Everyone knows Columbus wasn't perfect so please stop talking.
Somebody has to say it, so why not me. At first, I laughed when I read in a recent edition of The Eagle that our wonderful SG Senate was taking up - again -.... the whole "Indigenous People's Day" situation. Then I realized that this is seriously what our Student Government is spending time on, and I became really concerned. I have two gripes: (1) that instead of addressing real issues, the SG is trying to enact public policy and (2) the assertion that Columbus Day somehow is an anti-Native American holiday.
Passing a resolution in SG hardly helps to "encourage the AU community to enhance understanding of Native Americans' achievements and contribution to the United States." What's more, if this is what the senate thinks to be time well spent I suggest we disband the entire body.
Columbus Day is a national holiday, one that doesn't pretend to romanticize the man, but rather seeks to commemorate the birth of Western civilization. In an Oct. 4 press release on the Ayn Rand Institute for Individual Rights' Web site, Thomas Bowden said "Columbus Day is, at root, a celebration of the worldwide spread of Western civilization. ... Those who attack Columbus Day are attacking the distinctive values of Western civilization that America so proudly embraces - reason, science, individual rights, and capitalism."
Bowden, an analyst for the Ayn Rand Institute, admits that Columbus had faults.
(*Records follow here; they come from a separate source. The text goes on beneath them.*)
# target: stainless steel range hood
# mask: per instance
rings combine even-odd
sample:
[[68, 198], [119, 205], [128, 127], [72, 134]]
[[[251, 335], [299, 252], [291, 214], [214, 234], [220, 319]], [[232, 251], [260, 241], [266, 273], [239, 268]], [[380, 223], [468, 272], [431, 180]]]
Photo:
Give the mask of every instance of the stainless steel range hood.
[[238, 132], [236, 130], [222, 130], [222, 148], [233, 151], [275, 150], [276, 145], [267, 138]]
"We need not evade or excuse Columbus's flaws - his religious zealotry, his enslavement and oppression of natives - to recognize that he made history by finding new territory for a civilization that would soon show mankind how to overcome the age-old scourges of slavery, war, and forced religious conversion," he said.
So can we stop it? Please. I think the future presents enough challenges to combat racism and genocide - the fights we should be fighting - instead of trying to abolish a national holiday that itself doesn't harm anyone. If we abolish Columbus Day for the atrocities to the native people, shouldn't we then abolish Independence Day since many of the people who led this nation to its independence owned slaves and caused them undue and unjust harm? Where does this liberalism run amuck end? Soon, people will be saying that brightly colored eggs, chocolate candy and a rabbit that leaves goodies for children under a holiday labeled with the dreaded "E" word is promoting Catholicism.
By the way, getting 300 signatures out of the thousands of students on campus is hardly an achievement. A monkey could get twice the amount supporting the ban of bananas in TDR if it walked around MGC and the Tavern for half a day. If, on this campus, Carrie Johnson's rogue organization could only muster a large lecture hall's worth of signature's I think it is time to pack it in.